Creating Opportunities for Educators to Innovate
Core to Salesforce’s investment in Oakland is expanding opportunities for educators to innovate. The Principal’s Innovation Fund (PIF) is a $100,000 plus grant-within-a-grant given to each principal serving the middle grades to use as they see fit. The PIF grant acts as “seed funding,” enabling principals to leverage their unique positions as school leaders to identify and implement innovative solutions to their school community’s unique challenges.
Since the start of the partnership, $18 million in PIF funds have been leveraged by 21 Oakland schools to support student achievement, social-emotional learning, teacher professional development and retention strategies, family engagement, campus improvements focused on STEM, and more.
Impactful Projects
Principal Claire Fisher in her time at Urban Promise Academy brought on a Literacy Intervention Specialist to customize and re-develop a Literacy acceleration curriculum designed to support sixth grade students.
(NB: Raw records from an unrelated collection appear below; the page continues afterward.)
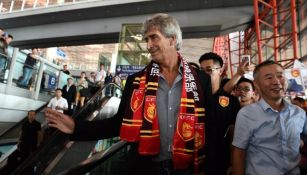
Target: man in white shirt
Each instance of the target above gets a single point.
(58, 103)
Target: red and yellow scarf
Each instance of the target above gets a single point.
(140, 122)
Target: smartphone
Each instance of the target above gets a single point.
(246, 58)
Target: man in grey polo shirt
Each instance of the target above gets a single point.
(267, 133)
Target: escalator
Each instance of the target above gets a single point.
(54, 150)
(9, 134)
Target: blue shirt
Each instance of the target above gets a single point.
(271, 138)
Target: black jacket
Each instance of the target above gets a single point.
(110, 127)
(69, 95)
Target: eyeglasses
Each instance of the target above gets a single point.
(210, 70)
(245, 89)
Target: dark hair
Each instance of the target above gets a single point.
(211, 56)
(167, 25)
(194, 65)
(243, 79)
(263, 64)
(223, 82)
(58, 89)
(300, 100)
(10, 36)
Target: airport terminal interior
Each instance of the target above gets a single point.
(82, 40)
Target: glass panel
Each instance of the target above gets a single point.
(113, 165)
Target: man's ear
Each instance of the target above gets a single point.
(173, 40)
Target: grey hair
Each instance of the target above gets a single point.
(167, 25)
(263, 64)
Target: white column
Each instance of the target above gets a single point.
(12, 5)
(11, 71)
(39, 79)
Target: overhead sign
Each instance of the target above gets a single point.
(125, 70)
(60, 53)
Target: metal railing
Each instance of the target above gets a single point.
(21, 5)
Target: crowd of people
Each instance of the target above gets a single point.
(183, 118)
(5, 40)
(180, 119)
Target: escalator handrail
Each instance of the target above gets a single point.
(57, 133)
(22, 121)
(96, 160)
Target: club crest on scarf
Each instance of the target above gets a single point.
(199, 136)
(140, 123)
(150, 108)
(224, 101)
(136, 100)
(185, 127)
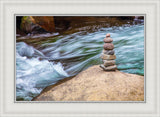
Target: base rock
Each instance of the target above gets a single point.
(94, 84)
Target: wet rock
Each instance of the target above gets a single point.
(108, 35)
(108, 62)
(94, 84)
(108, 52)
(108, 46)
(108, 57)
(108, 40)
(109, 68)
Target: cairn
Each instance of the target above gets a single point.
(108, 57)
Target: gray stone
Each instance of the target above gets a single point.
(108, 52)
(108, 46)
(109, 68)
(108, 40)
(107, 57)
(108, 62)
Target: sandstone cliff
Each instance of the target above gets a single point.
(94, 84)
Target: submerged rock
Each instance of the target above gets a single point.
(94, 84)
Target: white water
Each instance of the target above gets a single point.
(32, 74)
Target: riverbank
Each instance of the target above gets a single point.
(94, 84)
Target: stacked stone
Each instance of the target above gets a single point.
(108, 55)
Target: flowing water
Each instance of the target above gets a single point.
(44, 62)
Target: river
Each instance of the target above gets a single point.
(43, 63)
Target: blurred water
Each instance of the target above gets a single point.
(67, 55)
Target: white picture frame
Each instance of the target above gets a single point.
(8, 106)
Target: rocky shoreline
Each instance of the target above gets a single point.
(95, 84)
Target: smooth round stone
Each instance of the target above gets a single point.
(107, 57)
(108, 40)
(108, 35)
(108, 62)
(108, 52)
(108, 46)
(109, 68)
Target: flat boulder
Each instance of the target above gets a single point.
(95, 84)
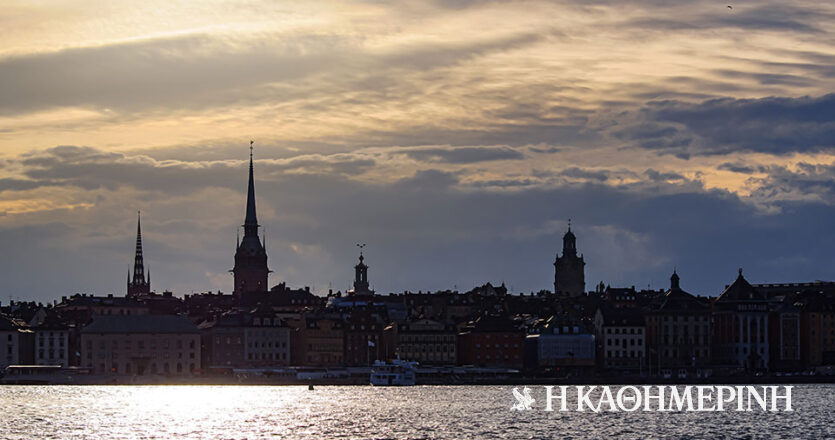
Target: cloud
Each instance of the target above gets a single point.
(737, 168)
(806, 182)
(774, 125)
(196, 71)
(463, 155)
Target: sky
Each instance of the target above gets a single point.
(455, 138)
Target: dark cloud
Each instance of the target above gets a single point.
(774, 17)
(657, 176)
(737, 168)
(807, 182)
(776, 125)
(463, 155)
(582, 173)
(442, 231)
(198, 71)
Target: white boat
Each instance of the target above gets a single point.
(395, 373)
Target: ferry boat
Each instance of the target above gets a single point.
(395, 373)
(41, 374)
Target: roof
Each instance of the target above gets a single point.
(622, 317)
(740, 290)
(140, 324)
(679, 300)
(7, 324)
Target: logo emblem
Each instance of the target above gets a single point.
(523, 401)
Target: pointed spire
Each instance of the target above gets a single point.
(138, 261)
(674, 281)
(251, 219)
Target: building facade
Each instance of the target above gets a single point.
(250, 271)
(569, 269)
(141, 345)
(678, 332)
(621, 338)
(425, 341)
(740, 323)
(491, 341)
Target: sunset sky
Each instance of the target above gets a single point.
(455, 138)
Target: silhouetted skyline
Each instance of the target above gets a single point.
(456, 139)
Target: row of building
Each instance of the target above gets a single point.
(746, 328)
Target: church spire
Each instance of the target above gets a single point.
(139, 284)
(251, 220)
(250, 269)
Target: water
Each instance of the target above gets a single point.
(431, 412)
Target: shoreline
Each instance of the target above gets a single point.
(509, 381)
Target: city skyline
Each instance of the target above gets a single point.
(455, 138)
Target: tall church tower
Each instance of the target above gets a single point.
(139, 285)
(361, 286)
(250, 269)
(569, 270)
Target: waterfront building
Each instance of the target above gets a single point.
(621, 338)
(364, 335)
(81, 307)
(139, 285)
(569, 269)
(250, 271)
(817, 332)
(491, 341)
(678, 332)
(141, 345)
(257, 338)
(561, 344)
(425, 341)
(740, 322)
(319, 340)
(51, 337)
(784, 330)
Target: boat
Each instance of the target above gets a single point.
(41, 375)
(394, 373)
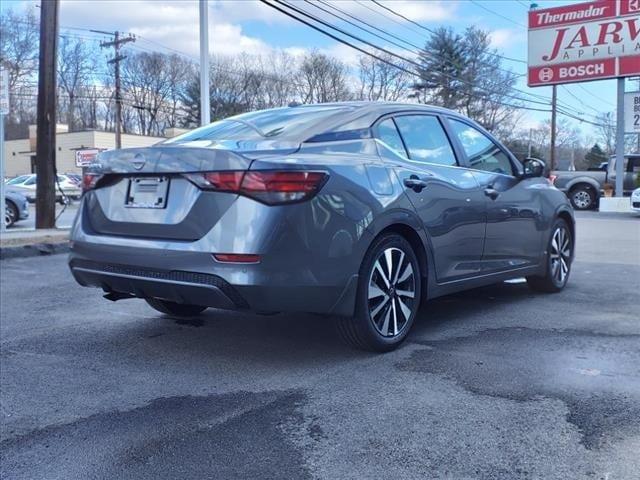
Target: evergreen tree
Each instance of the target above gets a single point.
(595, 156)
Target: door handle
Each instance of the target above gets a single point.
(491, 192)
(415, 184)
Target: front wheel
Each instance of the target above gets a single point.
(582, 197)
(388, 296)
(559, 257)
(10, 214)
(173, 308)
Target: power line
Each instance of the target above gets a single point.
(345, 42)
(433, 31)
(360, 39)
(365, 23)
(409, 43)
(497, 14)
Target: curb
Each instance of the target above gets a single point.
(33, 250)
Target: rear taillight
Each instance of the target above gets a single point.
(237, 257)
(267, 186)
(89, 181)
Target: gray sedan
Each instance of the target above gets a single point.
(361, 211)
(16, 207)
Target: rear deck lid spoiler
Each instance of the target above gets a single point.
(176, 159)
As a result of their work, 21.4% of sixth grade students reading at a third, fourth or fifth grade level improved their reading by at least two years.
Principal Amy Carozza from Coliseum College Prep Academy (CCPA) has utilized the power of CCPA alumni who are now enrolled in college to mentor current CCPA students in English Language Arts to promote reading and improve student literacy.
Middle school students at Hillcrest Elementary are engaged in a project based learning curriculum developed in partnership with the Chabot Space and Science Center. Once a week, the Space and Science Center serves as a satellite classroom where Hillcrest middle schoolers learn science and engineering concepts that incorporate the history of science, mathematical applications, writing in the content area, art and physical education.
Principal Neha Ummat from West Oakland Middle School (WOMS) has partnered with Achievement Network and The Center for Culturally Responsive Teaching to develop WOMS teacher’s instructional capacity by further aligning curriculum to Common Core Standards and increasing student engagement through culturally relevant teaching practices.
Ninety-two percent of Claremont Middle School teachers participating in ongoing coaching returned to Claremont for the 2019-20 school year, up from 65 percent in previous years. This is the result of Principal Jonathan Mayer’s concerted effort to leverage PIF funding to address teacher efficacy and cultivate a culture of continuous improvement.